Dilare nadir görülen bir vaka. Yurtdışında yaşıyor olmasına rağmen Sincan'daki yakın aile üyeleriyle irtibatı tamamen kesilmemiş. Bildiği kadarıyla ailesinden hiç kimse Çin'deki kamplara götürülmemiş. (Dilare, mahremiyetini ve ailesinin güvenliğini korumak için kendisi tarafından seçilmiş bir takma isim). Uygur arkadaşlarının yaşadıklarına kıyasla Dilare kendisini bir kurban olarak görmüyordu.

Ancak Sincan'daki koşullar kötüleştikçe, ailesi yakın arkadaşları ve geniş ailesinden bahsederken Dilare'ye sürekli "hastanede olduklarını" söylüyordu.

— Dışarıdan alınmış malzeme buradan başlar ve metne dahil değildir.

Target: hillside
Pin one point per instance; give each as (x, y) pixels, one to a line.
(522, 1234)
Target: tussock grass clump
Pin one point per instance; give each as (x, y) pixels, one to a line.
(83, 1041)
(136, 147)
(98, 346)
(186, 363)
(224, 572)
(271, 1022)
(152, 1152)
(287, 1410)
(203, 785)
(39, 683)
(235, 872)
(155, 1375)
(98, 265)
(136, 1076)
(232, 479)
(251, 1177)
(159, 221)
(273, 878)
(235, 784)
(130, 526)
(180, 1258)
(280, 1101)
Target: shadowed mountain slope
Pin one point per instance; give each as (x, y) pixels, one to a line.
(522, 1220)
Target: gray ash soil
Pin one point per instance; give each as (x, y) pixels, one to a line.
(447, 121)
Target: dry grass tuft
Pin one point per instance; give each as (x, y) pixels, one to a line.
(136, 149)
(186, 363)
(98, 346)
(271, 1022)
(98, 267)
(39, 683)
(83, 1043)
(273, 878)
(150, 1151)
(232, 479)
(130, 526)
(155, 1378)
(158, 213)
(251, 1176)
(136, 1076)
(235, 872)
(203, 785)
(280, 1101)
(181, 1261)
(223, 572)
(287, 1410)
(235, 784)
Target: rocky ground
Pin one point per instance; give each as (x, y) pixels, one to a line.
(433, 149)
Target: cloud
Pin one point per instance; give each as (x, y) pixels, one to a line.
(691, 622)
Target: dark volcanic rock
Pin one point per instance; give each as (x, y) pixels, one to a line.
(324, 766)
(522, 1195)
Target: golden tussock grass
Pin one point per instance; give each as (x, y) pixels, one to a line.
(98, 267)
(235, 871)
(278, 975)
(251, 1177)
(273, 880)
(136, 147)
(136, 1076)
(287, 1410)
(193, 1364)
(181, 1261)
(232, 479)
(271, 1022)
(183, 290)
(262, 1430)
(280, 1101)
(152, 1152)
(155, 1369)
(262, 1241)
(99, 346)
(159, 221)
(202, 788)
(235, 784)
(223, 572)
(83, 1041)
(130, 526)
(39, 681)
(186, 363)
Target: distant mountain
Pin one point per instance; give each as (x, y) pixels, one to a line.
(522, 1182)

Dilare, "Fark ettim ki, 'Ah, aslında hastanede değiller'" diyor. "Gözaltına alınmışlar."

Sonra bir gün Dilare, bir daha asla eve gidemeyebileceğini anladığını söylüyor. Hayatının etrafında oluşan endişe bulutunun farkına varmış. "Bilirsiniz, her zaman kötü hissedersiniz, melankolik" diyor. "Sadece bir şeylere bakmak bile, birdenbire artık o kadar parlak ve ışıltılı gelmiyor."

Mart ayındaki Clubhouse etkinliğine Dilare gibi düzinelerce kişi katılmıştı. İki buçuk saat boyunca toplumun önde gelen isimleri, Dilare'nin kendisininkine çok benzediğini fark ettiği deneyimlerini paylaştı. "İnsanları mevcut terapistlere yönlendirdiklerini duyduğumda, 'Oh, ben de bunu yapayım' dedim."

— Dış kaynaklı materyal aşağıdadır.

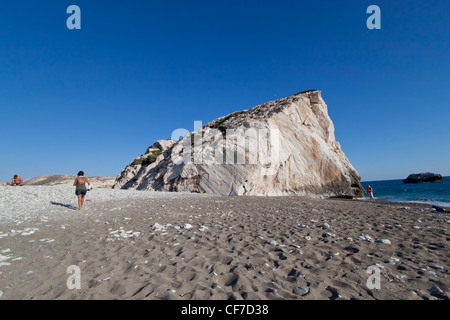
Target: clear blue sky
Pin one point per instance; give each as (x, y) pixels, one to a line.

Dilare şimdi haftada bir kez FaceTime üzerinden Virginia'daki bir terapistle görüşüyor. İlk başlarda yanlış bir şey söyleyeceği için endişeliydi. "Fazla duygusal" görünmekten korkuyordu. "Diğer insanların sizi çok zarar görmüş olarak görmesini istemiyorsunuz" diyor. Ama terapi yardımcı olmuş. Terapisti onu niteleyerek konuşmayı bırakması ve duygularına sahip çıkması için cesaretlendirdi. Terapistin tavsiyesi üzerine günlük tutmaya başlayan Dilare, bunun ruh halini tanımasına ve yönetmesine yardımcı olduğunu söylüyor. Her seansa başlamadan önce endişeli olmaya devam ediyor ama konuşmaya başladığında bu his hızla kayboluyor. "Şimdi çok doğal ve rahatlatıcı geliyor" diyor.

Aksu'nun deneyimi de bu yönde.

Sincan'daki koşullar hala acımasız. Aksu hala aktivizminin ailesinin hayatını "mahvettiğinden" endişe ediyor. "Bazen kendimi tamamen kaybolmuş hissediyorum" diyor. "Benim yüzümden acı çekiyorlarmış gibi hissediyorum." Ancak Aksu, terapi seanslarının sonunda bir enerji patlaması hissettiğini söylüyor. Devam edebileceğini hissediyor ve daha fazla gülümsediğini fark ediyor. Terapiyi bırakmaya hiç niyeti yok.

Aksu, terapistiyle geçirdiği zaman için "Onunla konuşurken kendimi sıcak hissediyorum" diyor. "Sanki bir bağ varmış, tanıdığım birine bir hikaye anlatıyormuşum gibi hissediyorum."